There is no merit in the contention that the court erred in consolidating the indictments for trial. Consolidation was clearly authorized by 18 U.S.C.A. § 557, for the offenses charged in both indictments were of the same class. Moreover, no prejudice resulted from their consolidation. United States v. Silverman, 3 Cir., 106 F.2d 750; Morris v. United States, 9 Cir., 12 F.2d 727.

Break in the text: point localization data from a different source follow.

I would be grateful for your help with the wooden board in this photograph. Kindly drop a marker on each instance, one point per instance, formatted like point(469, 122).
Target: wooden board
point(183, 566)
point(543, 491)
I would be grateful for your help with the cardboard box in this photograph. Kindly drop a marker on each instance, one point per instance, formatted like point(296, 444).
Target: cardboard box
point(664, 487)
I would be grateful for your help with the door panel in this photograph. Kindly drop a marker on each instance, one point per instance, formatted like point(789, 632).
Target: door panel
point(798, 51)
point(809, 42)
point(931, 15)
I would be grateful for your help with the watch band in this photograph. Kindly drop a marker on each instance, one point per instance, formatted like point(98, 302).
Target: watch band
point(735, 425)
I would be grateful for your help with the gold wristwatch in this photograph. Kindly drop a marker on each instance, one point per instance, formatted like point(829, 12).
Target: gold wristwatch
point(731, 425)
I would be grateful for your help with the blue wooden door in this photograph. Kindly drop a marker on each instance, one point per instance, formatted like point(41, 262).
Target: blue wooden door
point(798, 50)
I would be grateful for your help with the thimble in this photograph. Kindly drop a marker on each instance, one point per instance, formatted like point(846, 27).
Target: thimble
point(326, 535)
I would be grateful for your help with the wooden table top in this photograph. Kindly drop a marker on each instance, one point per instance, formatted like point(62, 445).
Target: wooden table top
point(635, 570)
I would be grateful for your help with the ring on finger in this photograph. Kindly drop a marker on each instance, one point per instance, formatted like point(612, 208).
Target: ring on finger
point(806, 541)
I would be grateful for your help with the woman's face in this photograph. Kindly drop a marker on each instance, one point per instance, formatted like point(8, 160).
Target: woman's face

-Before trial Jordan filed a motion to suppress the evidence as to the first indictment, No. 4884. It was shown that Internal Revenue Agents had apprehended the negroes, Dennard and Aiken, at the still where liquor was being made. Dennard told the officers that a white man had hired them to run the still and that he would be back for them around eleven or twelve o’clock that day. The agents took the negroes away, and left Homer Ives, a deputy sheriff, to apprehend the man when he returned to the still. About noon Jordan drove his car up the side road to within a few feet of the still and looked over into the gully, and Ives thereupon arrested him. The license plates on Jordan’s car were covered with burlap, and in the car there were twenty one-gallon tin cans of the type usually used for liquor. There were five cans of a similar type at the still, two of which cans did not have stoppers. There were twenty-two cork stoppers in the car with the twenty cans. Under the facts shown the court did not err in overruling the motion to suppress the evidence.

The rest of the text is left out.